About this Research Topic
In light of ongoing globalization and the post-pandemic recovery period, organizational innovativeness is becoming a strategic necessity for many organizations to survive and thrive in contemporary business environments. In achieving innovativeness, organizations have become reliant on the discretionary and non-conformity extra-role behaviors of their employees that go beyond employee role expectations. Employee creativity and innovativeness represent two such behaviors deemed critical for organizational innovativeness.
Employee creativity can be viewed as the cognitive and behavioral processes applied when attempting to generate novel ideas and employee innovativeness as the processes applied when attempting to implement new ideas. A particular challenge for organizations is understanding how behaviors emerge, and how they can be sustained through appropriate structures and processes. Such challenges are even more profound given that employees may not be willing to engage in such behaviors due to often significant personal costs associated with engaging in them.
Given the growing importance of employee creative and innovative behaviors to organizational success and survival, numerous studies have examined their antecedents in order to develop theoretical models and evidence-based guidance for enhancing employee creativity and innovativeness. A fundamental issue among such studies is that they have mainly focused on specific elements of organizational cultures and/or leadership styles. This has often resulted in an incomplete understanding of how such complex behaviors actually emerge.

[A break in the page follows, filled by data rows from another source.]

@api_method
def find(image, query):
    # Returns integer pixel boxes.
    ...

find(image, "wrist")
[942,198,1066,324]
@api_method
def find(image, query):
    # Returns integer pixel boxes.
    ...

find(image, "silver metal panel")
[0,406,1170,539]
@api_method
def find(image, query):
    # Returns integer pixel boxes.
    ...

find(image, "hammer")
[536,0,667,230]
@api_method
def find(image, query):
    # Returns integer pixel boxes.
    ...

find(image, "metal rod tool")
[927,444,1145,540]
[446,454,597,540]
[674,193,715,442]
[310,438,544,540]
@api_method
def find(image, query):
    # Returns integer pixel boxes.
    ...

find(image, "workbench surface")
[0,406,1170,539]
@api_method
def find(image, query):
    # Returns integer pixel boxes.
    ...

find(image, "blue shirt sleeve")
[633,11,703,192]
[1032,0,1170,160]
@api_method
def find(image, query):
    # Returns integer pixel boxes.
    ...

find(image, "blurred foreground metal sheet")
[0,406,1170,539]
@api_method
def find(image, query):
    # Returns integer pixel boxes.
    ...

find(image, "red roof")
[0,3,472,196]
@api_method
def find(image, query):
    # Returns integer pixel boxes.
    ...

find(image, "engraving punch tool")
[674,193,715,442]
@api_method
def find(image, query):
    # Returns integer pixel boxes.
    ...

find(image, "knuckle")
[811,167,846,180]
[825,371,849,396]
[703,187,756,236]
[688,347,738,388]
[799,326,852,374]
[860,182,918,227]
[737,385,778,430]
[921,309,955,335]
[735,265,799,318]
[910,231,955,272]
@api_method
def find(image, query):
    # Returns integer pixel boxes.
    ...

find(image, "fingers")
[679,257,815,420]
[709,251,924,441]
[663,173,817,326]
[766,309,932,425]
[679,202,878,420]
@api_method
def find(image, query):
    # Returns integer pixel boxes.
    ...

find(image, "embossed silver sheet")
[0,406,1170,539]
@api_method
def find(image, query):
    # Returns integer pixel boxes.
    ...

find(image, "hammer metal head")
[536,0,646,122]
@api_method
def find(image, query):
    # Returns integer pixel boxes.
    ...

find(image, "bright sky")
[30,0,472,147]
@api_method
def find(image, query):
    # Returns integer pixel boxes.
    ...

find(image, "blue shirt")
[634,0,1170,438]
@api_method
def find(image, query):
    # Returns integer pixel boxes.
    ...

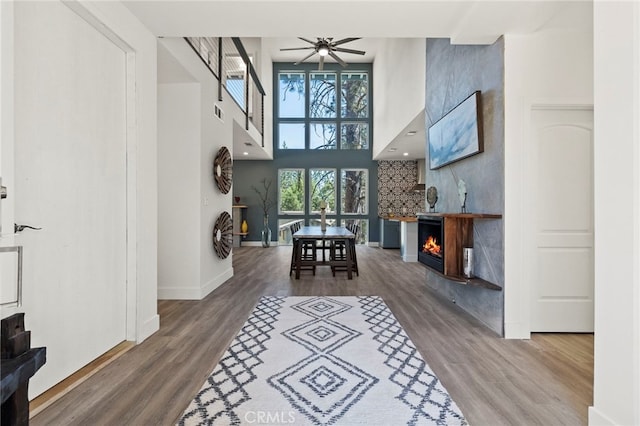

Scholarship in the area has only recently begun to explore how changes to the modern work environment and new ways of working, such as work-from-home, hybrid work or new enlightened leadership and management styles influence creative and innovative behaviors at the individual employee and team levels. Accordingly, this Research Topic sees an increasing need for new and novel theoretical and empirical evidence with respect to our knowledge of the mechanisms and processes through which creative and innovative behaviors emerge and can be sustained in organizations. Additionally, while much of the existing research has focused on the antecedents of creative and innovative behaviors, we further see an urgent need to explore both the individual and organizational/team-level outcomes associated with such behaviors.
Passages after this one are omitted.